Selama Perang Dingin - tetapi pendahulunya dapat ditelusuri kembali ke refleksi pertama Jenderal Giulio Douhet dan dalam penerjemahan dari teater operasional ke teori selama Perang Dunia Kedua - ada dua aliran utama pemikiran strategis yang terhubung dengan peperangan udara, baik konvensional maupun nuklir: "countercities" dan "counterforce".
Sebagaimana ditunjukkan oleh namanya sendiri, sementara pendekatan pertama berfokus pada kota-kota dan infrastruktur sipil (dan akibatnya juga pada warga sipil) sebagai target utama kampanye udara ofensif, pendekatan kedua "mempersempit" bidang target yang sah ke angkatan bersenjata dan infrastruktur musuh yang terhubung dengan upaya perangnya.
Teori "countercities" memiliki referensi yang jelas terhadap sistematisasi doktrin Douhettian selanjutnya, yang dianggap sebagai "vertikal rasional" tipe Jominian terhadap penggunaan senjata atom. Sebaliknya, para ahli teori pendekatan "gaya lawan" telah merumuskan asumsi mereka hampir bertentangan dengan prinsip umum ahli strategi nuklir generasi pertama.
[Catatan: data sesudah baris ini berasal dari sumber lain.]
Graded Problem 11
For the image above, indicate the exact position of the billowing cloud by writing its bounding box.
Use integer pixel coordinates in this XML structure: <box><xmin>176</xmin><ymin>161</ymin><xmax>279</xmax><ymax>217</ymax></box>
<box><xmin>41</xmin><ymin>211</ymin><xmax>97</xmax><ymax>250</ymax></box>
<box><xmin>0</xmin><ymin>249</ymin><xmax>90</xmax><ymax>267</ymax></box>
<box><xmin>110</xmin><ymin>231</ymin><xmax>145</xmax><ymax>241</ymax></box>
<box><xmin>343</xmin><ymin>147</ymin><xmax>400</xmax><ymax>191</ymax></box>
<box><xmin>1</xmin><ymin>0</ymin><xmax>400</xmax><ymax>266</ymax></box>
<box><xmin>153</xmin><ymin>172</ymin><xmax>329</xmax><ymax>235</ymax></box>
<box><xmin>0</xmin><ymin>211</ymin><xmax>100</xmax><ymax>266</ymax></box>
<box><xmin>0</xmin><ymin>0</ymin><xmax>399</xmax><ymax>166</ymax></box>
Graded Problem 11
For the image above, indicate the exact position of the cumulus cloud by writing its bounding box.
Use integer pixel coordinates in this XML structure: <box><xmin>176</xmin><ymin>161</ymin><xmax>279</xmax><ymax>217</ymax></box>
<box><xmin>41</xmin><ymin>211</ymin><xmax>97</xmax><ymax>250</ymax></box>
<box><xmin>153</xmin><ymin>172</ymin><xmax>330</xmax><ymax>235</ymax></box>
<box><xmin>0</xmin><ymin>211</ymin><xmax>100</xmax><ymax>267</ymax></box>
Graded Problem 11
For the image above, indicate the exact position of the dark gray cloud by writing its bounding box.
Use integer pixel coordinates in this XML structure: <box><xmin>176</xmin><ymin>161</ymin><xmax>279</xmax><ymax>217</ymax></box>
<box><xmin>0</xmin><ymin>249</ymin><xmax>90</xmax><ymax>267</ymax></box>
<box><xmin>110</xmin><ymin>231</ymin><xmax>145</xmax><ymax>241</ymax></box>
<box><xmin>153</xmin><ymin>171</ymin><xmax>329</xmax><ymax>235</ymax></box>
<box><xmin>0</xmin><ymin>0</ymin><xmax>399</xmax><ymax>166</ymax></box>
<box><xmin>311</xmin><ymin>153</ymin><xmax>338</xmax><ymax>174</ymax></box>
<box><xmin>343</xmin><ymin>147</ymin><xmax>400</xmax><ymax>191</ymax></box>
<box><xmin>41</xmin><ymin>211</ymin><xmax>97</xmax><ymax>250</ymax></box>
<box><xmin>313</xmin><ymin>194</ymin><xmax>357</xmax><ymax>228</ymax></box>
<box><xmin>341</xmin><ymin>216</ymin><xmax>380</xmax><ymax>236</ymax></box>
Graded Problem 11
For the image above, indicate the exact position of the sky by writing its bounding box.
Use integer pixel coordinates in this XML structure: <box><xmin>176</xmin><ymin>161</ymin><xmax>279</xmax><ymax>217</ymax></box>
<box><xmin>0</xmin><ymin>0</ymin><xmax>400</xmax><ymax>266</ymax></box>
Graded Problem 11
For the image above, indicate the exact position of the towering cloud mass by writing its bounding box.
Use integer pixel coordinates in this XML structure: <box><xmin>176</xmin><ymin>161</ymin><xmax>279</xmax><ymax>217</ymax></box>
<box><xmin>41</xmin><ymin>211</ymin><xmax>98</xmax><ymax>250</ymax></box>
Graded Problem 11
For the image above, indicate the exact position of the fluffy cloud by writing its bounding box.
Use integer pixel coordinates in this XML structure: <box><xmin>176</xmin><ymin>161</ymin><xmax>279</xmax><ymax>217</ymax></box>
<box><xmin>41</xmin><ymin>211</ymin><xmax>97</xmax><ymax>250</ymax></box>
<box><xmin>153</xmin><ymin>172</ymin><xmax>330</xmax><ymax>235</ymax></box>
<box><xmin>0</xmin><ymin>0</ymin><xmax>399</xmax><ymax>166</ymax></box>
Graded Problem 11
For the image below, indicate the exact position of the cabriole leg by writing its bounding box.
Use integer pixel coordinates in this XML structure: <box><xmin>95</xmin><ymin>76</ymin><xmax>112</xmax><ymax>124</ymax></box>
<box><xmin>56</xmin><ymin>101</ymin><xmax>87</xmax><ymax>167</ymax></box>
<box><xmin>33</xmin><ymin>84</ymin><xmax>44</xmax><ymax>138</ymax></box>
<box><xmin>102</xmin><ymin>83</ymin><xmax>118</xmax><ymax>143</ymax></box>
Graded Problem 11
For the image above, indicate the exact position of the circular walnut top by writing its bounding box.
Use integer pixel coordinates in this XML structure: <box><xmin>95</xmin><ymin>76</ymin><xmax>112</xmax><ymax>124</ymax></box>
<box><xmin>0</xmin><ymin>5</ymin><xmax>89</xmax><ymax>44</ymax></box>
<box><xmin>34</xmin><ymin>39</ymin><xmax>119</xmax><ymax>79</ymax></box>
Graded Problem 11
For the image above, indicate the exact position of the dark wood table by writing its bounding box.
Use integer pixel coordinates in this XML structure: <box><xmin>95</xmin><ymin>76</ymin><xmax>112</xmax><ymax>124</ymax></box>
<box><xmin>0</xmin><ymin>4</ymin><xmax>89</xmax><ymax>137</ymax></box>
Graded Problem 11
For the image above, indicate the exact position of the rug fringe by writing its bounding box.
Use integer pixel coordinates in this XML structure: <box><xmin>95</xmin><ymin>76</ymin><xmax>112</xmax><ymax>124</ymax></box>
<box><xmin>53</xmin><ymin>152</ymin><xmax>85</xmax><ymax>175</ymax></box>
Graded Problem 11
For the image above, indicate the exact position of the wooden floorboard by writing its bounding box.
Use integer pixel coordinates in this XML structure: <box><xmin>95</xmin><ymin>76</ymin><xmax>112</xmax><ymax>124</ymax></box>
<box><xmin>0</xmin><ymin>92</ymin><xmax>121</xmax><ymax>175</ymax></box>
Aspek menarik dan penting untuk dipertimbangkan, yang muncul dari perang antara Israel dan Hamas di Jalur Gaza, adalah besarnya meruntuhkan tembok-tembok teoritis-doktrinal yang memisahkan kedua pendekatan strategis tersebut. Dengan demikian, sementara di Ukraina, Rusia pada hakikatnya tidak menyimpang dari pendekatan “kota tandingan” mereka, dengan melancarkan kampanye udara yang ditujukan kepada penduduk sipil dan infrastruktur energi dan logistik; Di Gaza, terjadi perpaduan baru, yang bahkan tidak dapat dibandingkan dengan konflik sebelumnya antara Negara Israel dan berbagai ekspresi nasionalisme Palestina serta sekutunya.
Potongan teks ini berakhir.